[Sugar-devel] [PATCH sugar-0.84] journal scan of external media

James Cameron quozl at laptop.org
Wed Sep 8 21:24:36 EDT 2010


Thanks for the review.  Detailed response to Tomeu and Sascha's review
below, followed by revised patch.

On Wed, Sep 08, 2010 at 09:20:21AM +0200, Tomeu Vizoso wrote:
> FWIW, I think this should go in a single patch because it doesn't make
> sense to cherry-pick pieces of a single refactoring/rewrite.

Thanks.

> About the tabs change, the -w flag to git diff and blame can cope with
> it, but I think when someone finds tabs should just push that change
> inmediately. (Though I have grepped through master and have only found
> tabs in invites.py).

Sorry, I used tabify in emacs, so as to force the diff to show the
entire function as changed.  I had said I "replaced tabs with spaces",
but I should have said "replaced spaces with tabs".  This is only
because I don't know how to drive git diff well enough.
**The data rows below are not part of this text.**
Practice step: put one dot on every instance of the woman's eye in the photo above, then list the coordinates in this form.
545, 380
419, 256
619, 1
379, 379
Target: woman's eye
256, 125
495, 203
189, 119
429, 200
> > I think it needs to be split into smaller functions,
> 
> +1

Done.

On Wed, Sep 08, 2010 at 05:32:39PM +0200, Sascha Silbe wrote:
> Are you sure you used spaces? The patch looked strangely formatted in
> both my MUA and my editor.

Tabs, sorry.

> You can simplify this by using logging.exception:

Done.

> While we're at it, let's improve on the original code:
> 
> > +        if self._regex is not None and \
> > +            not self._regex.match(full_path):
> > +            add_to_list = False
> 
> All following ifs should be elif to avoid further examining entries that
> get skipped anyway. Especially for the MIME type comparison it will make
> a huge difference as it scans the file content.

Done.  Rewritten as guards with premature return.

> > +        if None not in [self._date_start, self._date_end] and \
> > +            (stat.st_mtime < self._date_start or
> > +             stat.st_mtime > self._date_end):
> > +            add_to_list = False
> 
> How about either checking just self._date_start or splitting it up into
> two separate rules?

Don't understand, sorry.

> > +        if self._mime_types:
> > +            mime_type = gio.content_type_guess(filename=full_path)
> 
> We should use a single way to derive MIME types (sugar.mime) in our code
> to avoid using different MIME types in different parts of Sugar.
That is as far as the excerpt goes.